2. Lev and Schwartz valuation principles have been used at one point of time, so this model contains a weakness from the Lev and Schwartz model.

Other limitations:
1. Ravindra Tiwari has prescribed another approach to value human resources at the time of annual appraisal exercise, which suggests valuation of human resources on different appraisal parameters.

== Limitations ==
Human resource accounting is the accounting methods, systems, and techniques, which coupled with special knowledge and ability, assist personnel management in the valuation of personnel in their knowledge, ability and motivation in the same organization as well as from organization to organization. It means that some employees become a liability instead of becoming a human resource. HRA facilitates decision making about the personnel, i.e. either to keep or to dispense with their services or to provide mega-training. There are many limitations that make the management reluctant to introduce HRA. Some of the attributes are:

1. There are no clear cut and specific procedures or guidelines for finding costs and value of human resources of an organization.

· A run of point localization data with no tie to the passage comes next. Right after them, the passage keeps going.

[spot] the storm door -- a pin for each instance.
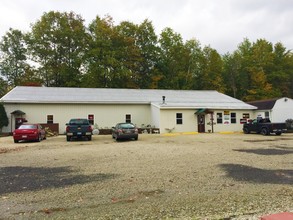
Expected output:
(201, 123)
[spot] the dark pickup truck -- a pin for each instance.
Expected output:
(78, 128)
(264, 127)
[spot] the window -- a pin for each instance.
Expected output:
(246, 115)
(233, 118)
(91, 119)
(128, 118)
(179, 118)
(219, 118)
(50, 119)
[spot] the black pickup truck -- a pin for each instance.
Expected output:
(264, 127)
(78, 128)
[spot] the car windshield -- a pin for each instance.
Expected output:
(127, 126)
(27, 127)
(79, 122)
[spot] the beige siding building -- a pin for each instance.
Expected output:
(167, 110)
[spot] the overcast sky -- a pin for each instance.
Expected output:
(221, 24)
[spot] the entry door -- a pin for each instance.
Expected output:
(201, 123)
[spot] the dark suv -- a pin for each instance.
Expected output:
(125, 131)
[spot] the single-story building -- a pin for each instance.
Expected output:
(167, 110)
(277, 110)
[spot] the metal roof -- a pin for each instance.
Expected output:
(173, 98)
(264, 104)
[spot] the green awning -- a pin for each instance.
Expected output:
(17, 112)
(199, 111)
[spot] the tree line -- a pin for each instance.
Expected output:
(59, 50)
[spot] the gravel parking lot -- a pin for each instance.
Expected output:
(201, 176)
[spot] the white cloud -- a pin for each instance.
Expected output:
(221, 24)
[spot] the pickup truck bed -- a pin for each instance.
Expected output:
(264, 127)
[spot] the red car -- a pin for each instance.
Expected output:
(29, 132)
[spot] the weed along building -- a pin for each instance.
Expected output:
(166, 110)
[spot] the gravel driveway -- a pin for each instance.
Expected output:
(202, 176)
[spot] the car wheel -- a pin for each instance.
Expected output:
(264, 131)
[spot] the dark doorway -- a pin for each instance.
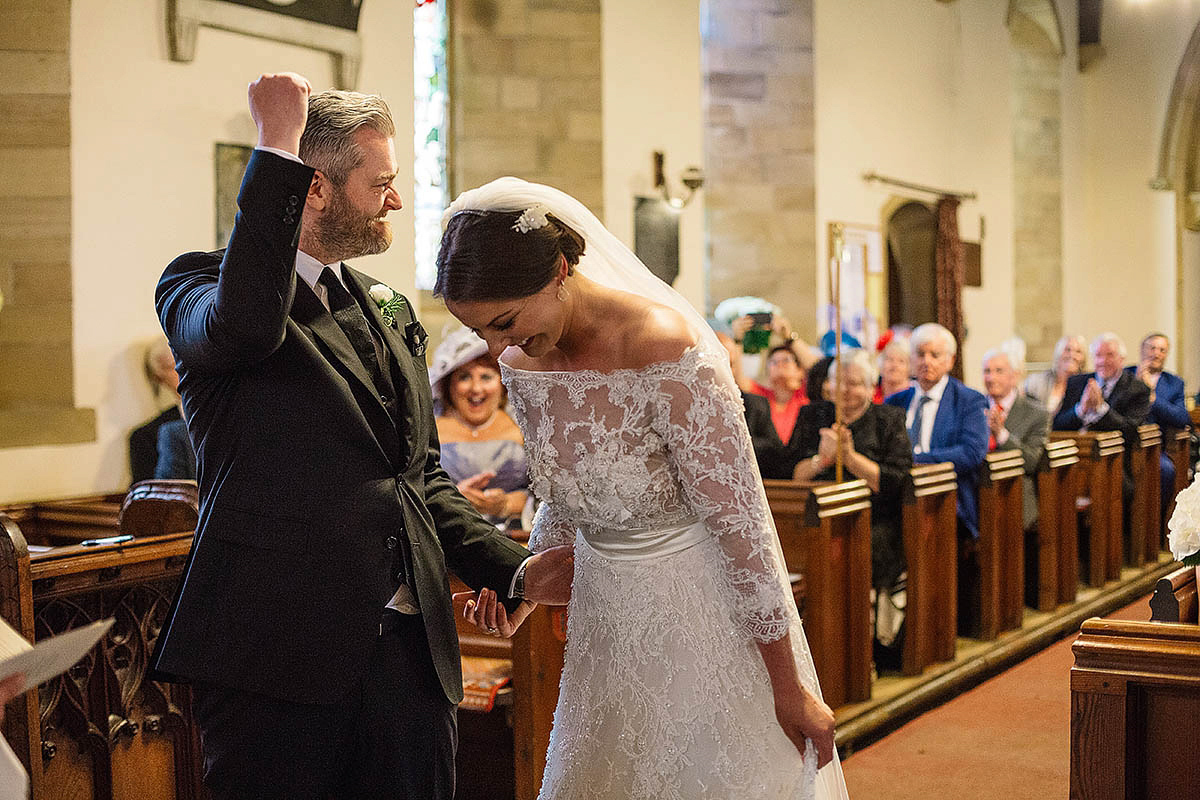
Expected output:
(912, 288)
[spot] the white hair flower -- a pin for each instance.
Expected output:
(1183, 536)
(531, 218)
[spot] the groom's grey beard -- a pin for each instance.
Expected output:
(347, 233)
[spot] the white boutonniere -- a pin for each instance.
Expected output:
(1183, 536)
(389, 301)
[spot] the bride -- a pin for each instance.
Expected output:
(687, 672)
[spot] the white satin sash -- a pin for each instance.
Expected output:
(635, 545)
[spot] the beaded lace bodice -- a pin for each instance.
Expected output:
(653, 449)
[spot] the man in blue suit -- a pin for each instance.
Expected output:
(948, 422)
(1167, 407)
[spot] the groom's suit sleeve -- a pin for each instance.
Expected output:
(475, 551)
(241, 317)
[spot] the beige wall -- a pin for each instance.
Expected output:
(652, 101)
(1119, 240)
(919, 91)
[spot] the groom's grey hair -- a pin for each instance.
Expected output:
(334, 118)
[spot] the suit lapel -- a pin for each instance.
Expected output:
(945, 416)
(408, 372)
(312, 316)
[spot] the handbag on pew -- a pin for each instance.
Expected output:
(160, 506)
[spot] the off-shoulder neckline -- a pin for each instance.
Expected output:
(690, 352)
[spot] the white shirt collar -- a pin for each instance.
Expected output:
(935, 391)
(1006, 402)
(309, 269)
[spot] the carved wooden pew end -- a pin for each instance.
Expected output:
(1175, 597)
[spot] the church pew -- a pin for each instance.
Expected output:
(1134, 710)
(1001, 543)
(1101, 456)
(100, 729)
(1179, 450)
(1175, 597)
(1057, 535)
(930, 534)
(825, 530)
(1145, 516)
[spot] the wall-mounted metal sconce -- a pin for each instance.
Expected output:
(693, 178)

The systems that are being adopted all have certain drawbacks.
2. The period of existence of human resources is uncertain and hence valuing them under uncertainty in the future seems to be unrealistic.
3. The much needed empirical evidence is yet to be found to support the hypothesis that HRA as a tool of management facilitates better and effective management of human resources.
4. Since human resources are incapable of being owned, retained, and utilized, unlike physical assets, this poses a problem to treat them as assets in the strict sense.
5. There is a constant fear of opposition from trade unions as placing a value on employees would make them claim rewards and compensations based on such valuations.
6. In spite of all its significance and necessity, tax laws don't recognize human beings as assets.
7. There is no universally accepted method of the valuation of human resources.